Menschen stöhnen unter explodierenden Wohnkosten, doch ÖVP sieht bei Mieten „Luft nach oben“ – 1,6 Mio. Haushalte würden von Mehrwertsteuerabschaffung profitieren

Wien (OTS/SK) – SPÖ-Bundesgeschäftsführer Thomas Drozda hat heute,
Montag, die SPÖ-Forderungen für leistbares Wohnen bekräftigt. „In den
letzten 20 Jahren sind die privaten Mieten um 80 Prozent gestiegen.
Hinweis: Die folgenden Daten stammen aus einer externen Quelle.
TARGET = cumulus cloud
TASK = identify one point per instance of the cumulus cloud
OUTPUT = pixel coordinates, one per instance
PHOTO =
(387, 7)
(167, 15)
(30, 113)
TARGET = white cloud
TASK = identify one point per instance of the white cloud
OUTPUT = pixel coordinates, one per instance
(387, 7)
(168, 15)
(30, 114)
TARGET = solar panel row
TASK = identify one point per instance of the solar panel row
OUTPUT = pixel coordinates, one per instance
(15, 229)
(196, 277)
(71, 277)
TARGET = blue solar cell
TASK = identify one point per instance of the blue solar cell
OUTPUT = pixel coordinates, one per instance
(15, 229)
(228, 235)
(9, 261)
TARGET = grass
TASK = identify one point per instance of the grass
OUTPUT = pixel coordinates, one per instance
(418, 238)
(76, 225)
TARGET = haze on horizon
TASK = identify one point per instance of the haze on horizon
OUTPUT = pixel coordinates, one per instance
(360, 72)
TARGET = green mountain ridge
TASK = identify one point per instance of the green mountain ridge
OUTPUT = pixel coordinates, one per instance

Und dieser Trend setzt sich leider ungebremst fort: Wie die aktuellen
Zahlen von Statistik Austria zur November-Inflation zeigen, bleibt
Wohnen einer der stärksten Preistreiber. Seit letztem November haben
sich Mieten um 3,4 Prozent verteuert. Die Regierung darf hier nicht
länger tatenlos zuschauen, die Menschen müssen jetzt entlastet
werden. Mit dem 3-Punkte-Paket der SPÖ zur Senkung der Wohnkosten
liegt ein wirksames und sofort umsetzbares Maßnahmenpaket auf dem
Tisch. Allein von der Abschaffung der Mehrwertsteuer auf Mieten
würden 1,6 Millionen Haushalte sofort profitieren und sich
durchschnittlich eine Monatsmiete im Jahr ersparen“, betont Drozda
gegenüber dem SPÖ-Pressedienst. ****

Der SPÖ-Bundesgeschäftsführer sieht angesichts der immer weiter
steigenden Wohnkosten die ÖVP/FPÖ-Regierung gefordert. „Die Regierung
ist mit dem Versprechen einer großen Entlastung angetreten. Bis jetzt
ist davon aber nicht viel zu sehen. Denn die groß angekündigte
Steuerreform erweist sich immer mehr als Mogelpackung und
Mini-Steuerreform, und auch gegen die explodierenden Mietkosten
unternimmt die Regierung nichts. Im Gegenteil: ÖVP und FPÖ haben sich
in ihrem Regierungsprogramm auf eine Ausweitung der Lagezuschläge
geeinigt. Und während sich die Menschen fragen, wie sie sich die
nächste Monatsmiete leisten sollen, sieht
ÖVP-Nationalratsabgeordneter Sieber bei den Mietkosten sogar noch
‚Luft nach oben‘, wie er in der vergangenen Plenarwoche sagte. Das
zeigt ganz klar, dass dieser Regierung die Entlastung der Menschen
kein besonderes Anliegen ist“, betont Drozda, der darauf verweist,
dass die ÖVP/FPÖ-Regierung letzte Woche das Mietensenkungs-Programm
der SPÖ abgelehnt und so eine Entlastung der Menschen verhindert hat.